A United Nations human rights committee joined the international community in censuring Japan, warning Tokyo to curb its hate speech against so-called “comfort women,” or Asian women forced into sexual slavery by the Japanese military.

The UN Committee on Economic, Social and Cultural Rights (Cescr) recommended the Japanese government better educate Japanese society on the plight of women forced into sexual slavery to prevent stigmatization and to take necessary measures to repair lasting effects of the exploitation, including addressing their right to compensation.

In a report released on Tuesday in Geneva, the committee said Japan should “educate the public on the exploitation of ‘comfort women’ so as to prevent hate speech and other manifestations that stigmatize them.”

It also urged Japan to “address the lasting negative effects” of the exploitation the comfort women were subjected to in regards to “their enjoyment of economic, social and cultural rights and their entitlement to reparation.”

The committee also encouraged Japan to take legal measures to ban all forms of discrimination, citing as an example the exclusion of pro-Pyongyang Korean schools from the Japanese government’s tuition-waiver program.

But the Japanese government yesterday responded that the issue of comfort women was not an issue within the scope of the Committee on Economic, Social and Cultural Rights to deliberate over.

China and Korea are currently members of the committee, established in 1985 and comprised of 18 experts that serve four-year terms. They hold sessions twice annually in Geneva.

While a UN request is not legally binding, Japan, by the UN’s International Covenant on Economic, Social and Cultural Rights, is obligated to comply with the request.

The Asahi Shimbun reported Tuesday that sources said a nongovernmental organization told the Cescr that CDs containing a song by an obscure Japanese rock band with inflammatory lyrics were sent to former comfort women.
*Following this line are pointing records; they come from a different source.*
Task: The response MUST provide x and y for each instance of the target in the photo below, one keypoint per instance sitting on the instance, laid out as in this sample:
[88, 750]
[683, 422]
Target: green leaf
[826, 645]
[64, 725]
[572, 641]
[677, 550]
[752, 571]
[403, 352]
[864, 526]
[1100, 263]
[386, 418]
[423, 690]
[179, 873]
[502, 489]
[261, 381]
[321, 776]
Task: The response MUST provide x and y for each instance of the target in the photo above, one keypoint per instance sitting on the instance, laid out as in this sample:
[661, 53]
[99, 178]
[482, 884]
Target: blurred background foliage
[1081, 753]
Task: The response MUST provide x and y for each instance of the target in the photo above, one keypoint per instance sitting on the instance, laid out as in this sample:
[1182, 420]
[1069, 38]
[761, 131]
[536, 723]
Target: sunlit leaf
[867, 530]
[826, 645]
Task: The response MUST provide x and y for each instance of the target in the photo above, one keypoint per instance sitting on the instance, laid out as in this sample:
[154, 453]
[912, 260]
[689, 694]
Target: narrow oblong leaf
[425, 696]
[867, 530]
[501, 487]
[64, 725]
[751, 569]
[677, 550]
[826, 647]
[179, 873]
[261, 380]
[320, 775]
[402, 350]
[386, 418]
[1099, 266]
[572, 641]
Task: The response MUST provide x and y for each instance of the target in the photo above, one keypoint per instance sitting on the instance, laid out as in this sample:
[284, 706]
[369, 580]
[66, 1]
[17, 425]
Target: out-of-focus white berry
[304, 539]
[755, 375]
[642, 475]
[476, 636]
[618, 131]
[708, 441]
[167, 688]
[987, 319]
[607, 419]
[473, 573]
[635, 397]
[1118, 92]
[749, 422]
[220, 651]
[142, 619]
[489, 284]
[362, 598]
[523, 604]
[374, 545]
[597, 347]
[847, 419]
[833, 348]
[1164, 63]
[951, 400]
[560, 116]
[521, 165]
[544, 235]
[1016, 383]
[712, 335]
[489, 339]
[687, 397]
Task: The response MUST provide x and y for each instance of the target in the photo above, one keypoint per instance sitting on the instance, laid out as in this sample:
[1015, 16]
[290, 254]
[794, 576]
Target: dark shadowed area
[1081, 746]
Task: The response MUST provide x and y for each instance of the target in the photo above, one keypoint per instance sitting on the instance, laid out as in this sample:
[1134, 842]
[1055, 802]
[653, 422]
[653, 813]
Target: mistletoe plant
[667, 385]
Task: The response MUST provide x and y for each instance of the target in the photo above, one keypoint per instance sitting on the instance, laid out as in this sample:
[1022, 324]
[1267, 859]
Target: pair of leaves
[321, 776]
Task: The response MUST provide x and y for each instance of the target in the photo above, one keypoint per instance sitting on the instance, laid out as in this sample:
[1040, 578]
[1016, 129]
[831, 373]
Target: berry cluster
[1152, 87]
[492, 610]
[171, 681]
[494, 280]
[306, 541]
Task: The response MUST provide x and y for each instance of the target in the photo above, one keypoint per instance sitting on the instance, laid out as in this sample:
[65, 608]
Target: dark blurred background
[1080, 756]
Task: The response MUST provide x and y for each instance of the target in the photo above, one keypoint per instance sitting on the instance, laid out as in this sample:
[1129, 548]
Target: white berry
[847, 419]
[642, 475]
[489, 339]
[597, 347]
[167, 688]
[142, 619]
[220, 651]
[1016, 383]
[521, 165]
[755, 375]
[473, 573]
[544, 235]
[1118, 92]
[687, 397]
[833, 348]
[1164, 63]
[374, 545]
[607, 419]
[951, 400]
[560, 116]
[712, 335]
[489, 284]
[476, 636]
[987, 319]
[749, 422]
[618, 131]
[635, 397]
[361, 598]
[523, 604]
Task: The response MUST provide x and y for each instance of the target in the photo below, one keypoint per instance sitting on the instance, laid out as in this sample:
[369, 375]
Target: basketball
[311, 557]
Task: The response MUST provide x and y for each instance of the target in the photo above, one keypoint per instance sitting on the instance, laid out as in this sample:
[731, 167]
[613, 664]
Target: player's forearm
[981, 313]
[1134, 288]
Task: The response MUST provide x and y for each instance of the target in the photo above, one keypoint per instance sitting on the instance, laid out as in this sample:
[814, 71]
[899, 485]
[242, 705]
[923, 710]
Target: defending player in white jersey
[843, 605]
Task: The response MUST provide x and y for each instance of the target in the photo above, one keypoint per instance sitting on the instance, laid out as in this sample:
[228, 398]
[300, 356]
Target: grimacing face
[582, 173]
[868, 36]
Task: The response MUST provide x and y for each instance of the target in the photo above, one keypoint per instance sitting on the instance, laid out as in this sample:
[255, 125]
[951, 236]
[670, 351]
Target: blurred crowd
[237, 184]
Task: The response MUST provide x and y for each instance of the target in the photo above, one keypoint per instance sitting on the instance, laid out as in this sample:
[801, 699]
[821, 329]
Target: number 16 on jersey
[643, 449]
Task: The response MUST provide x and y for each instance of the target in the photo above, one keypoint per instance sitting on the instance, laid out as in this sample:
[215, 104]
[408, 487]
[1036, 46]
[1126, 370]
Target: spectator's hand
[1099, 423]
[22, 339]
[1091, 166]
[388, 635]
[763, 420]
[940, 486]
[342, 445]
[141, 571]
These comfort women, currently in their 80s and 90s, live at a shelter in Gwangju, Korea, and received the CD in March and expressed distress by the translated Japanese lyrics that exhorted violence against Korean comfort women, stating “Kill the old whores.”

In recent rallies in Tokyo and Osaka, civilian protesters shouted out slogans with hate speech including “Kill Koreans,” said the Asahi Shimbun.

The rights committee’s recommendations follow a string of inflammatory remarks from right-wing Japanese politicians trivializing the nation’s wartime aggressions, including Osaka Mayor Toru Hashimoto’s insensitive remarks on May 13 stating comfort women were “necessary,” which he continues to maintain.

This incited not only Japan’s victim countries but civil rights advocates, media and politicians both in Japan and the international community.

But Hashimoto, the co-leader of the newly formed Japan Restoration Party, has been backed by several politicians, including fellow co-leader Shintaro Ishihara, who on Tuesday called the Japan-U.S. Security Treaty of 1951 and the Japan-U.S. Status of Forces Agreement of 1960 “stupid” at a party meeting and defended Hashimoto’s remarks. He further added that Tokyo fought in self-defense in World War II.

Kyodo News reported yesterday that Takeo Hiranuma, former minister of economy, trade and industry under Prime Minister Junichiro Koizumi and a member of the Japan Restoration Party, asserted that the comfort women were thought of as “prostitutes of the battlefield” and denied government involvement in recruiting sex slaves in a speech in Tokyo on Wednesday.

He added regarding comfort women’s request for compensation for Japan’s wartime atrocities “long ago, there were prostitutes and women who worked as prostitutes in wartime have filed lawsuits.”